- The Washington Times - Thursday, October 6, 2005

Any problem Mitsubishi has isn’t reflective of their vehicles. They’ve offered a number of excellent automobiles that fulfill the needs and desires of a wide range of buyers. The problem came from some of their marketing and financial tribulations. But it is their cars we are concerned with here.

The new Eclipse represents the life Mitsubishi continues to exude. The Eclipse is, as it always has been, a vehicle aimed at youth. Not just the young in chronological statistics but in attitudes toward motoring. This two door, sports coupe continues to offer exhilarating driving experience without breaking the bank.

The exterior design is more than a minor nip and tuck. While it continues to be quickly identified as an Eclipse, the look is more contemporary and stylish.

The front end is sleek and aerodynamic so much so that it slices through the air with ease. The new design carries a family resemblance of the super trick Evolution VIII. I prefer the view of the car from the front. However, the drivers of most other cars will more than likely see more of the rear of the Eclipse than any other view. A new, transparent fixed spoiler on the deck is unique, but just a little too trendy for me.

The business department of the Eclipse offers two engines that give the car two distinct personalities. The base 2.4-liter four-cylinder engine produces 162 horsepower, and while adequate doesn’t have the barn burner attitude of the V-6. It is a 3.8-liter V-6, with its 263 horsepower and 260 lb-ft. of torque, that gives the Eclipse the performance enthusiasts will appreciate and love.

So it was for me.
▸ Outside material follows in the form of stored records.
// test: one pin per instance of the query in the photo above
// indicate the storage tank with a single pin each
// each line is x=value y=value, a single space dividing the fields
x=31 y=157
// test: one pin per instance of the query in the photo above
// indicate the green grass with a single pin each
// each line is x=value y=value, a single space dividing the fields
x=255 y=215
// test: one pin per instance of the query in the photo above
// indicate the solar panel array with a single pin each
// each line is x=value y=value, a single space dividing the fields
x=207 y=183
The 2.4-liter engine has its place and will fill the void for some, but most will want to have the performance and excitement offered by the V-6. What adds to the performance is the broad torque band for this engine. Pull quickly away from a stop and you will feel the power push you back in the seat as the engine revs all the way to the redline.
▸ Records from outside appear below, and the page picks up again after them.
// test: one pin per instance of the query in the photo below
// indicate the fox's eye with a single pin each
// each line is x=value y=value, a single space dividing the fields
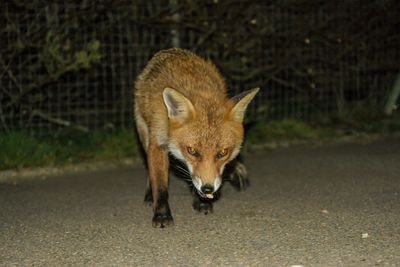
x=193 y=152
x=222 y=153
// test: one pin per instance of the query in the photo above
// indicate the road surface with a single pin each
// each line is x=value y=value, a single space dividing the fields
x=336 y=205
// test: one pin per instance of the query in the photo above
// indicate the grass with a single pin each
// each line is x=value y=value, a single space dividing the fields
x=21 y=150
x=69 y=146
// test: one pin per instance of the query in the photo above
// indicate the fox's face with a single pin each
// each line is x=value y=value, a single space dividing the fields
x=205 y=139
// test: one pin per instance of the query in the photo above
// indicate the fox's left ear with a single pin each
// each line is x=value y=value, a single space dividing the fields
x=242 y=100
Four transmissions are offered. A five-speed manual and a four-speed automatic with manual mode are available in the GS. While a five-speed automatic and, my favorite, a six-speed manual can be outfitted to the GT Eclipse. The six-speed works well in giving that true sports car feel while extending the fuel consumption. Working through the six gears gives you plenty of room to play with the performance. Of course if you need to be able to handle that commute to and from work, the automatics work well and they both have a manual mode so you can still be in control of choosing the gears.

The interior is well laid out with every control in an easy to use position. The front bucket seats are firm and supportive keeping you firmly implanted in your spot. Even though Mitsubishi has stretched the room for the rear seat, I would reserve this spot for the younger folks in your group, the very young.

There is considerable rumble in the compartment, but it seems to come more from the tires depending on what the road surface is made from. Wind noise is evident but not overly intrusive.

The new exterior design brings the Eclipse into a more contemporary position and since it has held the resident spot for being the affordable sports coupe in North America, it must stay fresh. How much more can Mitsubishi withstand in their financial muck is yet to be seen. However, going on face value, the new Eclipse should succeed in getting buyers into showrooms.